I think we need to be open to the possibility that we live with such a symptom load that even if we anticipate x will mean we could do more or change something, if we realised that issue we didn't talk about anymore of a constant thick headache disappearing or breathing better (not having noticed it before) then who knows if it is 'unrelated' but it is worth having if we've done the off-on enough times so it isn't just coincidence. I'm not sure even the longer tranche of questions/symptoms would anticipate that because we mightn't realise our headache was a 4/5 and not a 2/5 because our frame of reference had been skewed by it being there so constantly (and getting worse from there) but once it disappears and the idea of it coming back then it becomes more than a 2/5?

It probably feels like those 2 points are the polar opposite of each other.

The normal approach for both of these would be to run exploratory research so we go into such things with a sense of where the 'good and bad effects' are likely to lie/appear. SO if something makes you more clear thinking it can make sure it includes that.
 
Oops, I think I might have misunderstood the thread—I thought it was about how we measure outcomes. Ignore my waffle!
It’s not waffle! It’s all really useful. Sorry I didn’t mean to dissuade any discussion.
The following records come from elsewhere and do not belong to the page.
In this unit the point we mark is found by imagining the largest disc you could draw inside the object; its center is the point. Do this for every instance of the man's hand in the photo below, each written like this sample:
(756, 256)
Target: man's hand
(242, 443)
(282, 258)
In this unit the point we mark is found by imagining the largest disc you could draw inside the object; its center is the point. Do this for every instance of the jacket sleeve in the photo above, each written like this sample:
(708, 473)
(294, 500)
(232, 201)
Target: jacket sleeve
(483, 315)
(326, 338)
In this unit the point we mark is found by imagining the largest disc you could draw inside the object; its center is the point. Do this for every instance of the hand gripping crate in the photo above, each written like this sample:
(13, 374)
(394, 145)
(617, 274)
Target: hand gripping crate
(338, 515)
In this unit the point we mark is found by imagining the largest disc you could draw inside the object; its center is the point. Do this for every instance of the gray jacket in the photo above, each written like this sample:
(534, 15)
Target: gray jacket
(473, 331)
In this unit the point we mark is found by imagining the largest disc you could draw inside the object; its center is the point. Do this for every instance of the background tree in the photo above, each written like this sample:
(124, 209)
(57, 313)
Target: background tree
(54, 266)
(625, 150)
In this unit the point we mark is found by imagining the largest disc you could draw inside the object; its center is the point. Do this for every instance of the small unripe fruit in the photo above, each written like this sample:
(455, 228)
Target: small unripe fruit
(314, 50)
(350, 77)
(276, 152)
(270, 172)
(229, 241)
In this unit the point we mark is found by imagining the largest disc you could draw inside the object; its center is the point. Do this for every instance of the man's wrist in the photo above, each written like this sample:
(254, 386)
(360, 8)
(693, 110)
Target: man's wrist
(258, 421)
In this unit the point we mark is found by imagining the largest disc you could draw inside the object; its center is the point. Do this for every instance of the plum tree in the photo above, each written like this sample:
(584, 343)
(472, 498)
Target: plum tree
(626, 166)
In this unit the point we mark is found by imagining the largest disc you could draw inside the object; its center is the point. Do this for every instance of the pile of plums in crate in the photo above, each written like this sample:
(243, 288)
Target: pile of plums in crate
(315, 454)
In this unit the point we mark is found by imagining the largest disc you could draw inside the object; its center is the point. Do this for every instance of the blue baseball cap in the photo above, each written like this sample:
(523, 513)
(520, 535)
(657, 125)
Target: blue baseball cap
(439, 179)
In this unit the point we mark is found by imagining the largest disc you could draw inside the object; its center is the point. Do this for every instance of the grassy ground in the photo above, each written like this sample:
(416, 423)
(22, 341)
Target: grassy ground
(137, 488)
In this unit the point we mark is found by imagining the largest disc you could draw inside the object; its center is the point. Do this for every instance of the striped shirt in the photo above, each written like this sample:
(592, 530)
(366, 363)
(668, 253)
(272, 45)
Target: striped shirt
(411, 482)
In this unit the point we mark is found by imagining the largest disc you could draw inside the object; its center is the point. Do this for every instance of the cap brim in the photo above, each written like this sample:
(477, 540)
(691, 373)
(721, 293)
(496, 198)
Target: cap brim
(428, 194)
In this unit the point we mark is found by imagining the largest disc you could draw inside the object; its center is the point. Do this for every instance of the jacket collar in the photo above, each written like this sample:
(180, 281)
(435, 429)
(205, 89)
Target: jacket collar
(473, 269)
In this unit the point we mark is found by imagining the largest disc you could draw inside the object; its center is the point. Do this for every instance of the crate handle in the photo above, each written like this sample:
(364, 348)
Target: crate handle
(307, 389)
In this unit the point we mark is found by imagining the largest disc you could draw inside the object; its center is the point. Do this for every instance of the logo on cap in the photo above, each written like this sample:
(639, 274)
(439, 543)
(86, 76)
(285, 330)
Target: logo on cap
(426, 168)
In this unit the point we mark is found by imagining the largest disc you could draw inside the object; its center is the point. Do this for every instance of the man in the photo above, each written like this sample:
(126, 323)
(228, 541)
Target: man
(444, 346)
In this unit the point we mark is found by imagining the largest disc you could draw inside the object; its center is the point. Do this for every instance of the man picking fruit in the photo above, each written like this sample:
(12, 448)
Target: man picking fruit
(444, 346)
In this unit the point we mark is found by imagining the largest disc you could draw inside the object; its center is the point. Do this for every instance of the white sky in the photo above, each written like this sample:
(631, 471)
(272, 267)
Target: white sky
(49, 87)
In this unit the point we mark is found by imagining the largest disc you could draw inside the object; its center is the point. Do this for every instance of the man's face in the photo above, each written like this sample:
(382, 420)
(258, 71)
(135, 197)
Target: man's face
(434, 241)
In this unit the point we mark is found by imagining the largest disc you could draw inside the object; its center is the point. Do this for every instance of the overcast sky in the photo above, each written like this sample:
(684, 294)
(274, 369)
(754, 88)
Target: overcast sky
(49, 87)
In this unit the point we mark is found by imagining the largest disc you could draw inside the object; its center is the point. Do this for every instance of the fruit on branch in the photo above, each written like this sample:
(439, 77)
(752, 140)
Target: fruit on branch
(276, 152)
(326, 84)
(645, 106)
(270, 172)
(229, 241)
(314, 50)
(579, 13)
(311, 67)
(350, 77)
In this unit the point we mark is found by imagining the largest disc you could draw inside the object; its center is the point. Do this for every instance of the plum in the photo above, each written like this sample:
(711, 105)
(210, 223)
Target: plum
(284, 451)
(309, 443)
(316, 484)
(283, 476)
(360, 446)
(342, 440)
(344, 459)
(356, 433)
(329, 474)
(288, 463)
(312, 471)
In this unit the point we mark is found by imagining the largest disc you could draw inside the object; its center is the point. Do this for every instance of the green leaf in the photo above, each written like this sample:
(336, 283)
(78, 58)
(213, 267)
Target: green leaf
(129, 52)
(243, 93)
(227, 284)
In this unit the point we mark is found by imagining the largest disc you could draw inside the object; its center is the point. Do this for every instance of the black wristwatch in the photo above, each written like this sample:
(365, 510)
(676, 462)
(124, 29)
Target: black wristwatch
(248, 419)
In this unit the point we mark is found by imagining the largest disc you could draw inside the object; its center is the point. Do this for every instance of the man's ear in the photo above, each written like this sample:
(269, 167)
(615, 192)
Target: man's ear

I think I’ve just got really into the idea of trying something ourselves and tweaking it until it works then letting some researchers run with it.
 
Oops, I think I might have misunderstood the thread—I thought it was about how we measure outcomes. Ignore my waffle!
I think I may have confused matters with my focus on trials!

It’s not waffle! It’s all really useful. Sorry I didn’t mean to dissuade any discussion.

I think I’ve just got really into the idea of trying something ourselves and tweaking it until it works then letting some researchers run with it.
I have slightly lost the plot, I realise! What uses are we thinking of for this measure?